Questo è lo stesso ragazzo di prima. Qui lo vedete nell’anno di Riot Act. Solo un quadriennio e ruzzoliamo dentro a Pearl Jam. Sono poche le possibilità che se ti prende la fotta Ramones tra i 35 e i 40 anni ne venga fuori qualcosa di buono. Se fai l’impiegato può essere una cosa utile, se fai il cantante da 20 anni la situazione può solo peggiorare perchè ti metti a desiderare di stirare dei pezzi punk rock quando non è più il caso. L’esito potrebbe essere per esempio Riot Act, e se la zampa ce la mette pure Matt Cameron che fa l’autore siamo freschi tupà-tupà-tupà.
Risparmio riflessioni sui tagli di capelli medio-lungo e molto-corto perchè le troverei eccessive.

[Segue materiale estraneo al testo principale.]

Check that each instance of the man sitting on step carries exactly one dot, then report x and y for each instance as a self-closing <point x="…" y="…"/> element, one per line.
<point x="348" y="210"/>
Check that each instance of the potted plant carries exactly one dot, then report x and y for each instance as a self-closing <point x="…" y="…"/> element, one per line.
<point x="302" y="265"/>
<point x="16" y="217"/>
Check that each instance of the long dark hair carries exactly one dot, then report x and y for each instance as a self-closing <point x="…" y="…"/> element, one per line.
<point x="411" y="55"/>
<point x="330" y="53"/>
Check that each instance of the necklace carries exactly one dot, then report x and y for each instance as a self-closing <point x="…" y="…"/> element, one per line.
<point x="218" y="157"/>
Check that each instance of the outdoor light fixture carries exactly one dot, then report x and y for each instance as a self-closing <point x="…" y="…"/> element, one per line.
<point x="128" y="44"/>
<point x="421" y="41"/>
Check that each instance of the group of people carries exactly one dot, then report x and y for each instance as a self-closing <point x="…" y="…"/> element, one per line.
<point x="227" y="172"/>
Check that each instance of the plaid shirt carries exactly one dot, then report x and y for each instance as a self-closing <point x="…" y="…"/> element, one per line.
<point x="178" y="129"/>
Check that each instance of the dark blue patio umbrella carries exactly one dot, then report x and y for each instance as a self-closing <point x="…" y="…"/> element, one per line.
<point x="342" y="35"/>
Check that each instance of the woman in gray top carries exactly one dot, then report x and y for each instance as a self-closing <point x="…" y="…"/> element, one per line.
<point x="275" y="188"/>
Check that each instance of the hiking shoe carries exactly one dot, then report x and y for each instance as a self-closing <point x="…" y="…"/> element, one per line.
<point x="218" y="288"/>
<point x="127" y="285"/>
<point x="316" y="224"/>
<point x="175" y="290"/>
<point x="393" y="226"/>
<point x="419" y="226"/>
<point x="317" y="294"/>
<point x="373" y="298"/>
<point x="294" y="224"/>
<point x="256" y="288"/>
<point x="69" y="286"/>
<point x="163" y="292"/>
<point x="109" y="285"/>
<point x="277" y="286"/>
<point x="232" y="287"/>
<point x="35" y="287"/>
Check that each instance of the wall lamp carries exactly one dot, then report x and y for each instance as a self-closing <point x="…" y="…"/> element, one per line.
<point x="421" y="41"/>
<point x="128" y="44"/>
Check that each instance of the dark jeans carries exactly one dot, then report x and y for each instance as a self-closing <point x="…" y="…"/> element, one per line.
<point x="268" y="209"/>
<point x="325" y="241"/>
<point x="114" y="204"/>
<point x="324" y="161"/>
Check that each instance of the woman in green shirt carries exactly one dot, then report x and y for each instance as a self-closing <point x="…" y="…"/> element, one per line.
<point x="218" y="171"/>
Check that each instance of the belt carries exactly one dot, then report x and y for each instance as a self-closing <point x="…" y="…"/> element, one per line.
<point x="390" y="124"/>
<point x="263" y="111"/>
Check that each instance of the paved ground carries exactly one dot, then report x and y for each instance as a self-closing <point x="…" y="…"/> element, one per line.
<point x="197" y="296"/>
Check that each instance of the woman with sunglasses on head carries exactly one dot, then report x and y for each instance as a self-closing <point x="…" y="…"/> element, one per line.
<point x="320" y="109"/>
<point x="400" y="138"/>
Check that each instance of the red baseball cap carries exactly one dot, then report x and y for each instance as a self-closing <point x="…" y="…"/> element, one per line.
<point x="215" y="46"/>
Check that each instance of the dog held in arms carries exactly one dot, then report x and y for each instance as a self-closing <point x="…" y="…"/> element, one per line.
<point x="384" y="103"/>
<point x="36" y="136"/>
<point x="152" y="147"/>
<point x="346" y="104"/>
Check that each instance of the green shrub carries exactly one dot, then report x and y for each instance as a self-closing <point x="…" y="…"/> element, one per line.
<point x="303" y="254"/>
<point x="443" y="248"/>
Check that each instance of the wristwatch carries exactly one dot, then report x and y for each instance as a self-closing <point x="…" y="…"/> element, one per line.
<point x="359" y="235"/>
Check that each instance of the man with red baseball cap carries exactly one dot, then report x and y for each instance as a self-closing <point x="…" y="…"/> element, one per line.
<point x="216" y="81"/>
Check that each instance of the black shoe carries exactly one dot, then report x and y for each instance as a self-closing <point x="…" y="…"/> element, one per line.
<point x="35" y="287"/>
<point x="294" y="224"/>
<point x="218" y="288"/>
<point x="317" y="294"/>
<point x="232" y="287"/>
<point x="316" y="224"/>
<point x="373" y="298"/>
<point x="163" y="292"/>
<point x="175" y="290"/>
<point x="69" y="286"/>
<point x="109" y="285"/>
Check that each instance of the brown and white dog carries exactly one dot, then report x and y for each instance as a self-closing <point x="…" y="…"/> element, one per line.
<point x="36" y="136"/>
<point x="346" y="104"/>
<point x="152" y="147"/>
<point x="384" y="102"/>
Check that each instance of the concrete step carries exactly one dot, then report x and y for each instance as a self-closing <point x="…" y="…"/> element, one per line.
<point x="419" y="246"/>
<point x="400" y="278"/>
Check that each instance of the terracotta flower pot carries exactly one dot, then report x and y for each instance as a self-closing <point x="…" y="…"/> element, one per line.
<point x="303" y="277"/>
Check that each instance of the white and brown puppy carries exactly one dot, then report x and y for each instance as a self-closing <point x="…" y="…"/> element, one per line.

2013. Adesso il ragazzo porta una pettinatura seria, con un lecco che era sempre riuscito a nascondere e una barba molto signorile, e fa uscire Lightning Bolt. È per ora l’ultimo esito del trico-percorso musicale, ed è il risultato della perdita completa dello slego, lo slego che manca nel nuovo disco. E lo slego sta anche nei capelli (prendete in considerazione per un attimo anche i capelli degli altri Pearl jam oggi e osservate l’onda perfetta di capelli sulla tempia destra del ragazzo). Una volta arrivava Stone Gossard, ci metteva un pò di poesia, oppure Jeff Ament a tirar su un pò di legna, e lo slego era fatto per tutti. Dentro a Lighting Bolt sono tutti troppo presenti in ogni pezzo, sembra che non ci sia una canzone che carica la stufa in scioltezza. Ogni cosa è meccanica, ogni strumento s’incastra nell’altro come se fosse solo. Che sia un problema di produzione è possibile. Naturalmente ci sono mille eccezioni (Swallowed Whole, Yellow Moon e via dicendo) in cui qualcosa gira meglio e così anche il pezzo.
Non so se Sirens è il punto più alto del disco, è comunque un buon punto. Ma è lo standard con cui i PJ riescono a raggiungere il livello raggiunto in passato con i pezzi più lenti, uno standard già presente in Backspacer (Unthought Known), e che in Lightning Bolt viene impostato almeno due volte. Uno standard. Non voglio dire una volta non avevano standard, ma un pò si. Il legame che c’è tra l’eccesso di composizione dei pezzi e lo standard è il risultato dell’unione delle due cose: il tentativo di suonare precisi per uscire perfetti. E distruggere il CòRE di un eventuale buon disco, eventualmente escludendo Let The Records Play.
Lightning Bolt è un pò troppo pensato, ma non è un brutto album, è mediamente brutto, se Riot Act e Pearl Jam sono brutti. Staremo ad aspettare i nuovi capelli di Eddie Vedder tra qualche anno, per vedere come sono.